You might be interested in reviewing the software traceability literature. In no particular order:

CUBRANIC, D., MURPHY, G. C., SINGER, J., AND BOOTH KELLOGG, S. Hipikat: a project memory for software development. Transactions on Software Engineering 31, 6 (2005), 446–65.
TANG, A., BABAR, M. A., GORTON, I., AND HAN, J. A survey of the use and documentation of architecture design rationale. In Proc of the 5th Working IEEE/IFIP Conference on Software Architecture (2005).
RAMESH, B., POWERS, T., STUBBS, C., AND EDWARDS, M. Implementing requirements traceability: A case study. In Proc of the Int’l Symp on Requirements Engineering (York, 1995).
HORNER, J., AND ATWOOD, M. E. Design rationale: the rationale and the barriers. In Proc of the 4th Nordic Conference on Human-Computer Interaction: Changing Roles (Oslo, Norway, 2006).
CLELAND-HUANG, J., SETTIMI, R., ROMANOVA, E., BERENBACH, B., AND CLARK, S. Best practices for automated traceability. Computer 40, 6 (June 2007), 27–35.
ASUNCION, H., FRANÇOIS, F., AND TAYLOR, R. N. An end-to-end industrial software traceability tool. In Proc of the 6th Joint Meeting of the European Software Eng Conf and the ACM SIGSOFT Int’l Symp on the Foundations of Software Engineering (ESEC/FSE) (Dubrovnik, 2007).
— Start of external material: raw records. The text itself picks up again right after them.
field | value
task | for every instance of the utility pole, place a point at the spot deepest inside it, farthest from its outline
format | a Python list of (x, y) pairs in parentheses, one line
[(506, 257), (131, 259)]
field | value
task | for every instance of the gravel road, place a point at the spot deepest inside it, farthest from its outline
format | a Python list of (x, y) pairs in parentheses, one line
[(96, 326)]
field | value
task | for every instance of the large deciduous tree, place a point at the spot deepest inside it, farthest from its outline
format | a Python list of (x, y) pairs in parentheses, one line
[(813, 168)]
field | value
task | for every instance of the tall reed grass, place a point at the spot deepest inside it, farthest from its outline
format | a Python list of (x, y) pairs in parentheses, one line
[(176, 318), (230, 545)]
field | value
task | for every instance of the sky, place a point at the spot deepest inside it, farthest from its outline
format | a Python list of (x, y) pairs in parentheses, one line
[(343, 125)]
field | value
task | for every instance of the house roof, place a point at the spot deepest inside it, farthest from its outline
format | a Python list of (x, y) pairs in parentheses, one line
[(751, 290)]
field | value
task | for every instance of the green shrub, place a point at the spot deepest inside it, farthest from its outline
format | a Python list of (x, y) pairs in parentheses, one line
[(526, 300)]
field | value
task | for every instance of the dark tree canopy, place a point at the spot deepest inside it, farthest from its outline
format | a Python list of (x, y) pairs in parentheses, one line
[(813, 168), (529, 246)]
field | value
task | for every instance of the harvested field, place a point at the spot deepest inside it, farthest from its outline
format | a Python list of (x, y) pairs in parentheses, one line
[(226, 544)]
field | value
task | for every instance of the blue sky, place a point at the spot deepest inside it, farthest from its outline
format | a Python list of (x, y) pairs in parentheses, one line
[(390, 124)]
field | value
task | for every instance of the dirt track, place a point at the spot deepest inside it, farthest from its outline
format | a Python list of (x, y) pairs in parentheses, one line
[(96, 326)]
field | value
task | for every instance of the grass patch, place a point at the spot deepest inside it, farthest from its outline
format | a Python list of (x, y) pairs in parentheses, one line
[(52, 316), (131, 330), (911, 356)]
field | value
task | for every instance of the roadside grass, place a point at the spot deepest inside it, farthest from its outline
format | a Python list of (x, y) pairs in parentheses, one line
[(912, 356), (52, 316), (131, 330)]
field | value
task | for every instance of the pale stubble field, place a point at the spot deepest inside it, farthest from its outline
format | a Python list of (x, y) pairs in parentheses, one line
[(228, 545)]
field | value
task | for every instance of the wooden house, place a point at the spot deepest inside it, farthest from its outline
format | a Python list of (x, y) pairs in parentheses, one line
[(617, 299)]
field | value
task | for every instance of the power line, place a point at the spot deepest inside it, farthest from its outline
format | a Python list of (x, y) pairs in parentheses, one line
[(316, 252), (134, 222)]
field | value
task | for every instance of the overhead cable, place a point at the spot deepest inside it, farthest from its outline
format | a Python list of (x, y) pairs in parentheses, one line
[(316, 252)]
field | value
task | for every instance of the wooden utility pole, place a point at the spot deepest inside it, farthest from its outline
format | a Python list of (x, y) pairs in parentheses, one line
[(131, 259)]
Note that this is just the tip of the iceberg, and I'm sure I've left out some key papers.

On a separate note, my own work on Arcum was a means for programmers to express to the IDE the use of crosscutting design idioms. Once expressed, programmers could then transform their source code to use alternative implementations:

Macneil Shonle, William G. Griswold, and Sorin Lerner. Beyond refactoring: a framework for modular maintenance of crosscutting design idioms. In Proceedings of the 6th Joint Meeting of the European Software Engineering Conference and the ACM SIGSOFT Symposium on the Foundations of Software Engineering (ESEC-FSE '07; September 3-7, 2007). 175-184.

Incidentally, Arcum is also related to your DMS work.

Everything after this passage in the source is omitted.